In preparation for this climactic binge, I backed up and watched the preceding series, Season 4, which gave me a chance to appreciate the strengths and weaknesses of this excellent — indeed, great — television drama.
In case you're not aware of the story of Breaking Bad, it's about a good and decent man, a high school chemistry teacher called Walter White (the great Bryan Cranston) who is forced to become corrupt and turn to crime. That is what the title means.
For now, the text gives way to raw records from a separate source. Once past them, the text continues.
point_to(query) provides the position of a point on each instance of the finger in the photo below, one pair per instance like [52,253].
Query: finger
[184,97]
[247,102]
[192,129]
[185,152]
Walter White's gradual transformation from a bumbling, apologetic victim of fate to a full blown evil villain is the great joy of the show.
Unfortunately it is undermined by the unending whining and wallowing in regret of Walter's wife Skyler (Anna Gunn) and his chief accomplice Jesse (Aaron Paul). The viewer gets so sick of this that one begins to long for the good old compliant mob spouse and unquestioning sidekick.
The other flaw in the show is that some of the hero's stratagems are just too wildly elaborate. You'd have to be god or the devil to anticipate that they'd play out exactly the way they do. I won't give any spoilers here, but I'm talking about what we'll call the "Lily of the Valley" subplot. Worse yet, this wildly implausible subplot resurfaces in the final season as a ludicrously unlikely trigger to create a falling out between Walter and Jesse. It's just so contrived it could never happen.
Worse yet is the way Walter finally falls under suspicion with his DEA brother in law Hank (Dean Norris). I just couldn't believe that a man as clever and careful as our hero would leave an incriminating piece of evidence like that lying around.
But those considerations aside...
The final season of Breaking Bad is a joy. It is set up wonderfully by the deeply satisfying climax of Season 4 where Walter finally deals with the satanic Gus Fring. That was hard to top, but the show manages it by introducing some terrific new characters, notably the wonderful Lydia Rodarte-Quayle (Laura Fraser) and the astonishing Todd (Jesse Plemons, who was also excellent in the recent film Bridge of Spies).
Highlights of the final season include an amazing train robbery, a bravura and bloodthirsty sequence eliminating witnesses, a dazzling meth-cooking setpiece featuring the song 'On a Clear Day You Can See Forever' by the British jazz trio the Peddlers (you can watch it, and listen to it, here) and the final apocalyptic reckoning between Walter and those who have wronged him.
Still, I don't think that Breaking Bad is, as many claim, the greatest television show of all time. For my money that title currently goes to Game of Thrones.